Just for completeness

Code:

#include <iostream>
int main()
{
	int x = 3, y = 9;
	float d( static_cast<float>(x)/y );
	std::cout<<d<<std::endl;
}

abolishtheun · 10-30-2008, 09:04 PM

why not just (float)x/y?

dmail · 10-31-2008, 05:59 AM

"why not just (float)x/y?"
Because that is a C cast and the code is C++. It was late when I posted that and it really should be static_cast I will fix the post.

valembe · 11-01-2008, 12:02 PM

Quote:

Originally Posted by dmail

"why not just (float)x/y?"
Because that is a C cast and the code is C++. It was late when I posted that and it really should be static_cast I will fix the post.
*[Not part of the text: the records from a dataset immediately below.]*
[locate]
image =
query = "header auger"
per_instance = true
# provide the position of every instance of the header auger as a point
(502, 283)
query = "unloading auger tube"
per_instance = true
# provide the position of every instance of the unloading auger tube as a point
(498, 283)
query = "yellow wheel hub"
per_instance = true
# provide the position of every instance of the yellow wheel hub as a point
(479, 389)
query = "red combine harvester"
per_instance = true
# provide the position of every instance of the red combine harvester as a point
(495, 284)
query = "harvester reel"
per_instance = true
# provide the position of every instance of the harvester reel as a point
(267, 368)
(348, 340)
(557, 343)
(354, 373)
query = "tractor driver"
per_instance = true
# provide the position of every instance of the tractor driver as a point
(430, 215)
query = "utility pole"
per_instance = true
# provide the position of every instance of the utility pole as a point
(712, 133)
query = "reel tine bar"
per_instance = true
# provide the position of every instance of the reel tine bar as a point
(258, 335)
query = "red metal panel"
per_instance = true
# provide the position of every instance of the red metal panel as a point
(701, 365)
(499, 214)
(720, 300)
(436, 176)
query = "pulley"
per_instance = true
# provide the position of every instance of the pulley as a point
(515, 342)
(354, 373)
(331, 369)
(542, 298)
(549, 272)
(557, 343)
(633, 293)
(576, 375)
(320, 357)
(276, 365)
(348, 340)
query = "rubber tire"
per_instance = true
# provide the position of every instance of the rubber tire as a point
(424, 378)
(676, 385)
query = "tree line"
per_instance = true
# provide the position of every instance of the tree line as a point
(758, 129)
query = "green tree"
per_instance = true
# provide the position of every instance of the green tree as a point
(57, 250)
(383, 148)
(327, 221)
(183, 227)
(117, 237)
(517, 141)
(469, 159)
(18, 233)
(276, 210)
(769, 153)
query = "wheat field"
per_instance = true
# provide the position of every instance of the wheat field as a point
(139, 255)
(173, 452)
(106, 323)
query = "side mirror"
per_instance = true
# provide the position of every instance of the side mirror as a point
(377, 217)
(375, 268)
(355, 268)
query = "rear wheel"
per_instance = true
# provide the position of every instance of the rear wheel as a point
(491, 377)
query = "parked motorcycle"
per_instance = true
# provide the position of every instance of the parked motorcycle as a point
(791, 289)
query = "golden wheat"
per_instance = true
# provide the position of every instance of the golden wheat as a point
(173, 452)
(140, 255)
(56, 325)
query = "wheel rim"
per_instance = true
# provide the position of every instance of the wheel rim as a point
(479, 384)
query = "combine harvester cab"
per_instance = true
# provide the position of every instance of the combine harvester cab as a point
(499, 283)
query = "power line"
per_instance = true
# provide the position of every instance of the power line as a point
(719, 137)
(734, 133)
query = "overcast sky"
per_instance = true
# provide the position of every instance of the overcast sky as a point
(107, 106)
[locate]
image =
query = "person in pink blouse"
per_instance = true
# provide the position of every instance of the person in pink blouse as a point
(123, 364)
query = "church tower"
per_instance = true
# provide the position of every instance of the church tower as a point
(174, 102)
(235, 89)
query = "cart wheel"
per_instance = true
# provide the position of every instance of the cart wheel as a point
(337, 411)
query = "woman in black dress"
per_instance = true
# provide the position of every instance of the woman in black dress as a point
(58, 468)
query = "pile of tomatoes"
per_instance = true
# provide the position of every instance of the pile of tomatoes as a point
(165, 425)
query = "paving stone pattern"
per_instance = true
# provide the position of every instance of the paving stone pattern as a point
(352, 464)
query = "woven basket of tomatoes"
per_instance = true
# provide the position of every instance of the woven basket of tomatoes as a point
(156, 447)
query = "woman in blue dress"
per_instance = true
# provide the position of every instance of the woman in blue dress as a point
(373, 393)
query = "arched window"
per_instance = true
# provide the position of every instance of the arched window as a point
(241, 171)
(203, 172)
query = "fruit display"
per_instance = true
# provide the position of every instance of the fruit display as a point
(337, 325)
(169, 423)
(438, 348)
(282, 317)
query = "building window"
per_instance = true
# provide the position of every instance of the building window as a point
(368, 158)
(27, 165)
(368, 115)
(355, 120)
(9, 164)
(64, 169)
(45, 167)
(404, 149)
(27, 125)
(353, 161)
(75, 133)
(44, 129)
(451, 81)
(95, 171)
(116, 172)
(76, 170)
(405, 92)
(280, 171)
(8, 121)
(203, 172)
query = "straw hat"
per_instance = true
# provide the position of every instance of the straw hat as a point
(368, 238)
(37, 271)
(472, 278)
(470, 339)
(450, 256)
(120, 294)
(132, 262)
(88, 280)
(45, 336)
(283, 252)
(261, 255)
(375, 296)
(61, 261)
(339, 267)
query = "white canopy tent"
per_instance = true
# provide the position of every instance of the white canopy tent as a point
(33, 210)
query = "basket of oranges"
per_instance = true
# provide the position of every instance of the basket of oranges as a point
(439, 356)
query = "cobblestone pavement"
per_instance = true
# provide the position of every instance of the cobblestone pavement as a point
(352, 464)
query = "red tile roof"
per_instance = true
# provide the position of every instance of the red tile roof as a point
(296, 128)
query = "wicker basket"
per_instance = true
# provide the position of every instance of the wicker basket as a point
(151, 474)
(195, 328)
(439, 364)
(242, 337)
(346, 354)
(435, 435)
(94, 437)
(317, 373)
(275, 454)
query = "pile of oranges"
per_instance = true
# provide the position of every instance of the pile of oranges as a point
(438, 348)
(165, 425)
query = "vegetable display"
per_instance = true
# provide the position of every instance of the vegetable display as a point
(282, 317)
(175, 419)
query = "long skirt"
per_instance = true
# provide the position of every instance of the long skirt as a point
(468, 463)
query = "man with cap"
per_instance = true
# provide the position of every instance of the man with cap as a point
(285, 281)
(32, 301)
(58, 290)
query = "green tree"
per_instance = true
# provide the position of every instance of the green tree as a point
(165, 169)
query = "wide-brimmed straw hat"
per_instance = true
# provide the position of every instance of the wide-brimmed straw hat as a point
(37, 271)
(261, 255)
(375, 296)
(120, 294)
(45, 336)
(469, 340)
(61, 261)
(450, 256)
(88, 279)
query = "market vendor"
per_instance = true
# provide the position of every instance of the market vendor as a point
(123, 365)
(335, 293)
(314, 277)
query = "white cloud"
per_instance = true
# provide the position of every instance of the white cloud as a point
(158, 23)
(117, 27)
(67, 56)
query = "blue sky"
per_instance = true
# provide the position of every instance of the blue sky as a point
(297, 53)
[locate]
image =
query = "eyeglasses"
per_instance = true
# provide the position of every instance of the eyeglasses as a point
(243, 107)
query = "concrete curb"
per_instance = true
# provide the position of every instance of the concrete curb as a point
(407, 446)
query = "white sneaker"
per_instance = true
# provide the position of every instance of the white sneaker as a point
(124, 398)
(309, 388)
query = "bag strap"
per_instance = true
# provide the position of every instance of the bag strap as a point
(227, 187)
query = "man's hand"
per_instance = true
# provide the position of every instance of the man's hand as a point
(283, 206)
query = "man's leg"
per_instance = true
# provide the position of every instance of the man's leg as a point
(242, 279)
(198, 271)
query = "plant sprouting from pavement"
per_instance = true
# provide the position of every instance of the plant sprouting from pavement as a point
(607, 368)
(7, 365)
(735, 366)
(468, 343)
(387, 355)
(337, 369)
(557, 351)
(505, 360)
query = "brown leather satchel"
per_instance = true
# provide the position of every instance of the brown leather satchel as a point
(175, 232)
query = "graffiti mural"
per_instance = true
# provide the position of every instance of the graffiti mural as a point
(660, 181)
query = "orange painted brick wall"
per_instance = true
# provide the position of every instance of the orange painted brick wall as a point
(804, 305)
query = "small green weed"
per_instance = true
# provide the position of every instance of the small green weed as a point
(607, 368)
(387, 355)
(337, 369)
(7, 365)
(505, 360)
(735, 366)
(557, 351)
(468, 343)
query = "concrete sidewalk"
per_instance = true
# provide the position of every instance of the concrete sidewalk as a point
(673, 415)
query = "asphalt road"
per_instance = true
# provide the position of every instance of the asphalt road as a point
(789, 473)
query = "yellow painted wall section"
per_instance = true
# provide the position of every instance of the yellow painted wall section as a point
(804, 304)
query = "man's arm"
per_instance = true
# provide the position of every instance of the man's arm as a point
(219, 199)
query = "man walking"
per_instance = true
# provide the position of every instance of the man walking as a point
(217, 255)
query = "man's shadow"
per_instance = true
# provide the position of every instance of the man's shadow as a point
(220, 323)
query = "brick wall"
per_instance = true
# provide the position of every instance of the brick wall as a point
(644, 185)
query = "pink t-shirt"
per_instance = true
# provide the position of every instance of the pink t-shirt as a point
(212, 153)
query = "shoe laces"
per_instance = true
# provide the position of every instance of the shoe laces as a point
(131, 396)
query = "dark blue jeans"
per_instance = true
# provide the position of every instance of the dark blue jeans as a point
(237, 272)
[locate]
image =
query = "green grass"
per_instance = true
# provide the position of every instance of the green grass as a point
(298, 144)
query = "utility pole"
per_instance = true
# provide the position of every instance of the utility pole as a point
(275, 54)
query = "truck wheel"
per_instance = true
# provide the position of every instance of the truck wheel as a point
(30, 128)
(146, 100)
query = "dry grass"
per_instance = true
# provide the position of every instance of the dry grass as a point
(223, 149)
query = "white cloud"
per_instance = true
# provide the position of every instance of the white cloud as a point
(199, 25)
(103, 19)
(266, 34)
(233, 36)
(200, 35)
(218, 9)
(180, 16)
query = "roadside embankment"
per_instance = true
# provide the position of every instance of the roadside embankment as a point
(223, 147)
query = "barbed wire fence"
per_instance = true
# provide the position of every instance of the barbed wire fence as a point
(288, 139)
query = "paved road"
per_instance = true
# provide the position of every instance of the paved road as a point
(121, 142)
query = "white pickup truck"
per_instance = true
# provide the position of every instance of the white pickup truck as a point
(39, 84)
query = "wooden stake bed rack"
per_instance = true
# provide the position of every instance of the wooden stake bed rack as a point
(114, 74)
Thanx guys!! (float)x/(float)y worked..

CRC123 · 11-01-2008, 12:38 PM

Quote:

Originally Posted by valembe

Thanx guys!! (float)x/(float)y worked..

You really only need to do it on one of them. As long as one of them is a float, it will do floating point division.

Sergei Steshenko · 11-01-2008, 12:47 PM

Quote:

Originally Posted by CRC123

You really only need to do it on one of them. As long as one of them is a float, it will do floating point division.
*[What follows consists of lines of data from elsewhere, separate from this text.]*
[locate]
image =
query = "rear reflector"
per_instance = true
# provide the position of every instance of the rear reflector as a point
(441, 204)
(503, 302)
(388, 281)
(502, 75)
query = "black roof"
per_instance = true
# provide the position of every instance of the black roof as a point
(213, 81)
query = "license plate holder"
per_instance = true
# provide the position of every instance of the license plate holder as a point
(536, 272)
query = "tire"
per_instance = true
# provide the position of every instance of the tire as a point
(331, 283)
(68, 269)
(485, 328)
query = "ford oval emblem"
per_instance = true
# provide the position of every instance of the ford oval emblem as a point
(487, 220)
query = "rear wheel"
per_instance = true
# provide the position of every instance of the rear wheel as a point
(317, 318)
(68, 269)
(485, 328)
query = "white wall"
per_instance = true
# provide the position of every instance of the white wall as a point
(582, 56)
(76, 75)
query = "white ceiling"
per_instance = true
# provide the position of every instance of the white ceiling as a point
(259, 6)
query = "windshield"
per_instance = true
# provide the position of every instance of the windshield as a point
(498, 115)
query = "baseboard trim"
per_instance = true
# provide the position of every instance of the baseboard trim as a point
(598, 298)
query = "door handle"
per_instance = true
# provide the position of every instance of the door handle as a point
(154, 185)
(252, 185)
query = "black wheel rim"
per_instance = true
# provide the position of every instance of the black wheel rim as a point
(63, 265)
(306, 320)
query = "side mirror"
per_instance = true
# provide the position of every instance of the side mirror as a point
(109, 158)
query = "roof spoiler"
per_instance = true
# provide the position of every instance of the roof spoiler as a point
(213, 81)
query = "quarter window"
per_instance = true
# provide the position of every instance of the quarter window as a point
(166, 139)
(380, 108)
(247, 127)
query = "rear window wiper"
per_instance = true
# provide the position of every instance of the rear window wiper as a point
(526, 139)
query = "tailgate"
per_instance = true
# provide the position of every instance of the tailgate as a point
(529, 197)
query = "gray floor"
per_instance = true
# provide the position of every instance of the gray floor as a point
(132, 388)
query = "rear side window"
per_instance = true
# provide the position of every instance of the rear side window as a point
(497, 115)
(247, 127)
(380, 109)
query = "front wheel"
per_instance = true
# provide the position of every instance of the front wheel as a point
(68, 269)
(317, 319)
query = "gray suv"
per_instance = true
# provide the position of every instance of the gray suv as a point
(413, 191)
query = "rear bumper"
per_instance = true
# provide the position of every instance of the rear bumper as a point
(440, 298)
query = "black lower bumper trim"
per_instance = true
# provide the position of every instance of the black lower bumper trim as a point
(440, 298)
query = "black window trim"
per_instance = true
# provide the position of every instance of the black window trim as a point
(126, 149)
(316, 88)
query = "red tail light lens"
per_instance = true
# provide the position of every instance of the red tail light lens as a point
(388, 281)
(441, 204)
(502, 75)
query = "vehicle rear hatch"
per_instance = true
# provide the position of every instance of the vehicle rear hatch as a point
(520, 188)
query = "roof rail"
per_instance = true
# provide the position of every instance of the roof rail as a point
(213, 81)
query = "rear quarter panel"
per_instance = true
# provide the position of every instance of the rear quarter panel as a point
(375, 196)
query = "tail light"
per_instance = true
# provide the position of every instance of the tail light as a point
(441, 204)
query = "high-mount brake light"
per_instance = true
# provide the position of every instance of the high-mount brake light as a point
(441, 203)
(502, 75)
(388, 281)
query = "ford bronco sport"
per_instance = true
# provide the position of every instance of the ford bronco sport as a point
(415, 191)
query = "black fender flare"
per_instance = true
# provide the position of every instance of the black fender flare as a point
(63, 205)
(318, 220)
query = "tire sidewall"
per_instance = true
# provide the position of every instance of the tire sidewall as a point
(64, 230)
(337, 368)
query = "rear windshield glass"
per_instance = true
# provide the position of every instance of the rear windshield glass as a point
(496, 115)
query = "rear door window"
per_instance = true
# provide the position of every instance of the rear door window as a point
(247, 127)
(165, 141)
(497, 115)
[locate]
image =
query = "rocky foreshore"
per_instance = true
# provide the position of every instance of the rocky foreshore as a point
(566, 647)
A better practice is to explicitly convert all the types involved.

dmail · 11-01-2008, 03:22 PM

Quote:

Originally Posted by Sergei Steshenko

A better practice is to explicitly convert all the types involved.

Can you please explain why you think this is "better practice" please?

Sergei Steshenko · 11-01-2008, 03:29 PM

Quote:

Originally Posted by dmail

Can you please explain why you think this is "better practice" please?

Because you do not have to remember what a compiler does for you and what it doesn't.

It's especially important if you deal with more than one language, and type conversion rules are different.

nishamathew1980 · 11-02-2008, 05:11 AM

Instead of doing a typecasting operation [ (float) x/ (float) y ] - why don't you define the variables itself as float [ float x = 3.00, y = 9.00; ]

As per me - that would be a better programming practice per se!

Linux Archive

Sergei Steshenko · 11-02-2008, 05:19 AM

Quote:

Originally Posted by nishamathew1980

Instead of doing a typecasting operation [ (float) x/ (float) y ] - why don't you define the variables itself as float [ float x = 3.00, y = 9.00; ]

As per me - that would be a better programming practice per se!

Strictly saying, you should write

float x = 3.00f

not

float x = 3.00

- the latter means "3.00" is considered to be double.

Better yet, this is more or less what I do:

Code:

#define MY_FLOAT_TYPE float
// #define MY_FLOAT_TYPE double
...
MY_FLOAT_TYPE x = (MY_FLOAT_TYPE)3;
MY_FLOAT_TYPE y = (MY_FLOAT_TYPE)4.1;

, etc.

The points are:

define a type macro (or a typdef);
always explicitly declare with the above;
always explicitly cast to the above.